This I Believe

April - Manitowoc, Wisconsin
Entered on May 31, 2007

Title: Organic

I am a woman.

When I pee, I sit.

While camping or at a public restroom I used to think how nice it would be if I could pee standing up. But, I crouch low to the earth and I think that’s the lesson my body teaches me:

“Stay close to nature and you will find relief. Stray too far and accidents will abound.”

I am a woman.

When my time comes, I menstruate.

I used to think, “My monthly curse.” My energy wanes and I naturally want to pull back a bit and reflect.

My body tells me, “You are busy much of the time. You are always giving to others. You must give to yourself too. I call you to rest, comtemplate, and reevaluate.”

I am a woman.

A week after I menstruate, I ovulate.

I used to think that I was my mind and that my body didn’t really matter all that much.

After being disrespected and treated as an object, I realized that I was my body.

So I do not try to stifle my body with pills and contraceptives. To sterilize my body is to sterilize me.

My energy waxes and my body says, “You have so much to give; now is your season to create.”

I am a woman.

I can bring forth new life.

I used to behave as though I were unstoppable. All I depended on was me. Pregnancy was a difficult time. I became very vulnerable, and consequently became aware of my own mortality.

My body said to me, “You will not go on forever. People are the important things in life, and sometimes you can’t do everything on your own.”

I am a woman.

I can give birth.

I used to think that I could control everything. Labor taught me that sometimes I will experience incredible pain and I will be powerless to stop it.

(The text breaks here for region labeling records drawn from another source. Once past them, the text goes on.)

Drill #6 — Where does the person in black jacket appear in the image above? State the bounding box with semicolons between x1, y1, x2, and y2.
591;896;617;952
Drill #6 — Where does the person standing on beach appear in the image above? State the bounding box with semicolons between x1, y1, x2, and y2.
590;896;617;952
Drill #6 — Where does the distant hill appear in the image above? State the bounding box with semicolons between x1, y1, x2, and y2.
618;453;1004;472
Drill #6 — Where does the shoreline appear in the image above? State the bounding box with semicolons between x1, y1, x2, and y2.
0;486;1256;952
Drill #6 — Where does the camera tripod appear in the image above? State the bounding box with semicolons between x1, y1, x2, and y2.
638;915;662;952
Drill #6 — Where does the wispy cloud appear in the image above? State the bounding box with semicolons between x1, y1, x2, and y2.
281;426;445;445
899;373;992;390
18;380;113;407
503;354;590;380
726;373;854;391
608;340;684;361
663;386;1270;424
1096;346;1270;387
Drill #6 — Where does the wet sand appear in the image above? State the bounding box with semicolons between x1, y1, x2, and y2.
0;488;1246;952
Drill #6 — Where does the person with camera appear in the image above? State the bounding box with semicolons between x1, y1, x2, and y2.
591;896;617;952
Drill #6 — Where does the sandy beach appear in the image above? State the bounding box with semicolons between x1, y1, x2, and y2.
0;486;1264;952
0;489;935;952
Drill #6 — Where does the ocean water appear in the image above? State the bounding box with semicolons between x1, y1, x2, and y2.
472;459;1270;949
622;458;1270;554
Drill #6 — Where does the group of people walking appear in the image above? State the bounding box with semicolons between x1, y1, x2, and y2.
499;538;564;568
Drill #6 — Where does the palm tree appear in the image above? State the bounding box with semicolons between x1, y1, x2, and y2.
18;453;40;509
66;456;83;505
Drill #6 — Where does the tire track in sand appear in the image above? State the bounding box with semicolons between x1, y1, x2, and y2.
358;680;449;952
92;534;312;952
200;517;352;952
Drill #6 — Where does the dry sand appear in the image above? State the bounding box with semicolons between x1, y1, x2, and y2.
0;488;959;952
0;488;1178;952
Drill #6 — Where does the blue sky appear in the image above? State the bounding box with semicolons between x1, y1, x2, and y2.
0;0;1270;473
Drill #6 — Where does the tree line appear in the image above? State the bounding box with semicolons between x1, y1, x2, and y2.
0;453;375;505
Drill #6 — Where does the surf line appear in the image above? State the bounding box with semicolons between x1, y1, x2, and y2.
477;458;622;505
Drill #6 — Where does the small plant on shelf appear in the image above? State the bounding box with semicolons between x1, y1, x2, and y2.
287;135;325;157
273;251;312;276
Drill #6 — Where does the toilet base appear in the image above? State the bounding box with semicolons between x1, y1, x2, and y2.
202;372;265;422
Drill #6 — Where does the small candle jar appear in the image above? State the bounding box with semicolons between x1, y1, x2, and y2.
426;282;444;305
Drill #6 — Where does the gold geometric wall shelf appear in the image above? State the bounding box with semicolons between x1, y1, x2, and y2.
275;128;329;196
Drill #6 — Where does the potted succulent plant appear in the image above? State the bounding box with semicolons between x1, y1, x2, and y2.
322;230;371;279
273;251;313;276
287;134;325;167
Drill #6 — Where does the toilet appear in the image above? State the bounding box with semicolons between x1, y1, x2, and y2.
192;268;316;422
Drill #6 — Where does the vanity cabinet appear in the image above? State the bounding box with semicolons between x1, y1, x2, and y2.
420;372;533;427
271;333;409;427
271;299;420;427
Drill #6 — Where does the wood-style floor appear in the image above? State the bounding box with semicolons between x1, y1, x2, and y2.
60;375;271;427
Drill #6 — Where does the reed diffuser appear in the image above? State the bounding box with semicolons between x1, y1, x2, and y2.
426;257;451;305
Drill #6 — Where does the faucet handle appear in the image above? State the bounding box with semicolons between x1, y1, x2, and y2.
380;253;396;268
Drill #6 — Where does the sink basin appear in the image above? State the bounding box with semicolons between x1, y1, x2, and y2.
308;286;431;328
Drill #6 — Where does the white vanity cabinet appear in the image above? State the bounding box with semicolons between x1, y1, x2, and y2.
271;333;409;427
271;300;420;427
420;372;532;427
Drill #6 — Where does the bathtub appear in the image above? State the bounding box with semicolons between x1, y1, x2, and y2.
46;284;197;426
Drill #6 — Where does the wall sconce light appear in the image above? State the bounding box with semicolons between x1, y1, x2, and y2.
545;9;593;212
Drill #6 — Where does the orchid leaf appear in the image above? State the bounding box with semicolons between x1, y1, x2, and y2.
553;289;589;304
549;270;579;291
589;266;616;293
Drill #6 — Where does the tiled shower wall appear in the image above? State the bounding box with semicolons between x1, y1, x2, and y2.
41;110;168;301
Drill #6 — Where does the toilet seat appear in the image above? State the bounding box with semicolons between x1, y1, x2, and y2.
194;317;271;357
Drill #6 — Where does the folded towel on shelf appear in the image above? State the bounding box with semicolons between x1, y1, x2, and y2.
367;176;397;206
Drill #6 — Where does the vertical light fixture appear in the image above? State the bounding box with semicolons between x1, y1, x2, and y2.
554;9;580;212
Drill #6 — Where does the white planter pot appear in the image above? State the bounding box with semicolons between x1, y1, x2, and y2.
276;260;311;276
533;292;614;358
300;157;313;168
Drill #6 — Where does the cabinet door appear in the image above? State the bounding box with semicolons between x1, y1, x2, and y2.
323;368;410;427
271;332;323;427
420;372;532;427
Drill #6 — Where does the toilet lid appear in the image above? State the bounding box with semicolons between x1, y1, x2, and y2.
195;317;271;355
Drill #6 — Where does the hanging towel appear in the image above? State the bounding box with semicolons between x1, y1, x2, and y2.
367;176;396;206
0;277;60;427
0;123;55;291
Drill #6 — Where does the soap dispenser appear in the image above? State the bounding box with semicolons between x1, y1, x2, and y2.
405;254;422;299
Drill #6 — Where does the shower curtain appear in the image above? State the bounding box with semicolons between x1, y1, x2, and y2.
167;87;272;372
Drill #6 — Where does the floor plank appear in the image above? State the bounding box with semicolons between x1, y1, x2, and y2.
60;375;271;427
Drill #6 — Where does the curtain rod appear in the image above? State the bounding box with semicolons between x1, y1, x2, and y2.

My body said, “Sometimes when you think you are weak, you are your most powerful.” And I held my child.

I am a woman.

I can nurse my child.

I used to think that I had so many pressing things to do. I had to clean, cook, and sleep all night so that I could work all day. Breasfeeding made me feel like I had a leash on. So often it had to be me that met the needs of my child. No one else would do.

My body said to me, “No work is more important than the work of nurturing your child. The company you work for will not exist forever, but your child is eternal.”

I am a woman.

I try to respect the wisdom of my body. I know my body needs to heal more and it is not ready for another child. So why even ovulate?

But when my body does, she wisely says to my husband, “You need to really communicate with your wife. You need to learn self-mastery so you can teach her that she is deeply loved and respected for who she is, as she is.”

I am a woman.

I have an incredible mind. I know that one day I will pursue my dream of getting my doctorate. I can wait, knowing that that season, too, will come in its time.

No, my way of being in the world does not follow the masculine way of being. But my way is a good way. My way is a beautiful way. My way is the feminine way, for I am a woman.